Your take-it-back-to-your-desk lunch might no longer be packed in a polystyrene foam container — or a number 6 hard polystyrene box— in Minneapolis beginning next Earth Day.

Earth Day, if you want to mark your calendar, will be April 22, 2015.

A Minneapolis City Council committee unanimously approved eliminating the polystyrene (both foam and number 6) Monday, as part of a recycling overhaul. Council members say the plastic is not commercially recycable, not reusable and not compostable. Polystyrene also does not break down in the environment.

Eliminating polystyrene food containers will apply to all food and beverage sales, including food trucks and temporary event vendors. It will also cover grocers’ hot food sales, though polystyrene will still be OK for meat, poultry and seafood in cold cases.

The new rules would also not eliminate the use of polystyrene stirring sticks, straws, knives, forks and spoons. They will not be accepted for recycling.

The ban would not apply to food served in hospitals and nursing homes, which the state regulates.

Riz Prakasim of the restaurant Gandhi Mahal testified for the council’s action: “We find out customer base to be high educated and they, in fact, challenged us to go green; it’s not that difficult. We strongly support the polystyrene ban.”

Ken Schelper of Davannis Pizza disagreed: “There are, from the tests we have done, some significant advantages to what polystyrene foam does as opposed to other materials.”

Schelper defended the use of foam containers “in terms of holding foods hot while preventing them from sogging out from condensation.”

“It won’t eliminate waste,“ predicted Russ Snyder of Genpak, which manufactures cups, bowls and containers for the foodservice industry and has a plant in Lakeville.

Snyder said that when polystyrene is removed from the list of acceptable products it will be replaced by another form of packaging: “We oppose this ban. We favor recycling.”

“I think it would be wise to take a little more time to work with this,” said Dan McElroy of the Minnesota Restaurant Association, who explained that the mandatory recycling bill the state legislature recently passed goes into effect in January 2016.

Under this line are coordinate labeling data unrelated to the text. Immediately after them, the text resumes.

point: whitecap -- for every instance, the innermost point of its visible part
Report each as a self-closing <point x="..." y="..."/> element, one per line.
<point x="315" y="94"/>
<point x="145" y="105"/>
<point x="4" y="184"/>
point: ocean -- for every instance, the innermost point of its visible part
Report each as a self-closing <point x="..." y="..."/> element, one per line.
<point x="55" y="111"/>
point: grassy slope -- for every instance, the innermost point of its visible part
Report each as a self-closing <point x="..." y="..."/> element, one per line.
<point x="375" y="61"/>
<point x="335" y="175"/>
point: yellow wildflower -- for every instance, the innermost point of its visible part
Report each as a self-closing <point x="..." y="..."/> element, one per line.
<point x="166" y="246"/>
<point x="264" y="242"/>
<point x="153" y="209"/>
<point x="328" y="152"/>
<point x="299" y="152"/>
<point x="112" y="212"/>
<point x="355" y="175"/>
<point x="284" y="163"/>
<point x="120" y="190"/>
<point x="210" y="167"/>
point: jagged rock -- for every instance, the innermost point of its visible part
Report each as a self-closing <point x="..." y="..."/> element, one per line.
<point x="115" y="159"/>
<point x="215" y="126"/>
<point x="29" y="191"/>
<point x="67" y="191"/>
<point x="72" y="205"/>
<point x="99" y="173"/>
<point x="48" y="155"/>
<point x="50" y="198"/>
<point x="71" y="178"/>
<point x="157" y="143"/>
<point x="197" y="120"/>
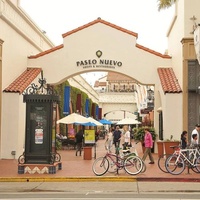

The state rules implementing the new law have not been written.

Some argued recyclable replacements will cost more, putting Minneapolis restaurants at a price disadvantage with surrounding municipalities that allow polystyrene. Hennepin County has business grants of up to $50,000 to improve recycling programs. The county also has free signs to promote recycling and other business support services.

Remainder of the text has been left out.